How a consumer AI memory app uses vector search
The same approximate tradeoff shows up in a consumer app you can actually hold. MemX is an AI second brain: you dump in photos, PDFs, scanned documents, voice notes, and WhatsApp messages, and it reads and indexes them on your behalf. When you later ask a plain-English question, MemX does not scan every capture you have ever saved. It runs an ANN similarity search over your indexed content to fetch the few that matter, then answers and cites the original source so you can check it. That is the same bargain running through this post: give up a sliver of exhaustive recall to get an answer back in a moment instead of a minute. MemX is on Android, in iOS TestFlight beta, and on WhatsApp today, with web coming soon.
01Is HNSW accurate?
No. Exact (flat) search is perfectly accurate by definition because it compares every vector. HNSW is approximate and can miss true neighbors. Its advantage is speed at scale, and it can reach very high recall, often above 0.95, with the right efSearch setting.
02What is efSearch in HNSW?
efSearch sets how many candidate nodes the graph visits during a query. Raising it makes the search explore more of the graph, increasing recall but adding latency. It is the main runtime dial for the speed-versus-recall tradeoff, and you can change it without rebuilding the index.
03When should I use IVF instead of HNSW?
Choose IVF when memory is tight or build time matters, since it uses less memory and builds faster. Choose HNSW when you want the best speed-recall tradeoff and can afford the extra memory. For small datasets, exact flat search is simplest and exact.
04Is higher recall always better?
Not necessarily.
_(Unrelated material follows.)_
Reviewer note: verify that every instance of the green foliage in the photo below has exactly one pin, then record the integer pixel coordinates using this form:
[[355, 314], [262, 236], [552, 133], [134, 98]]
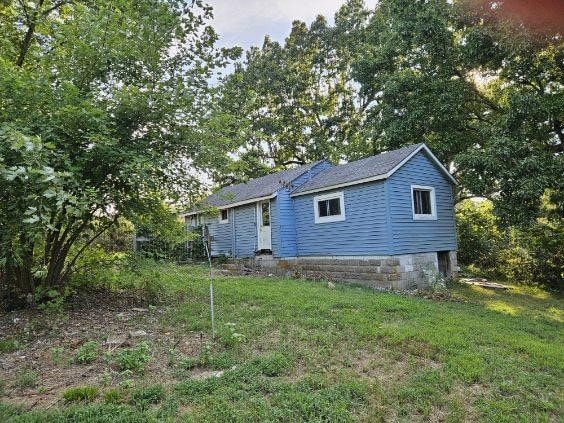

Recall measures how many true nearest neighbors you found, not whether users notice the difference. Many applications feel identical at 0.9 and 0.99 recall while the lower setting is much faster, so tune recall to user-visible quality, not to a perfect score.
05Why is vector search called approximate?
Because it deliberately skips most of the data. Instead of comparing the query to every vector, ANN indexes like HNSW navigate a graph or probe a few clusters and return matches that are close enough. Dropping the exactness guarantee is exactly what makes search fast at scale.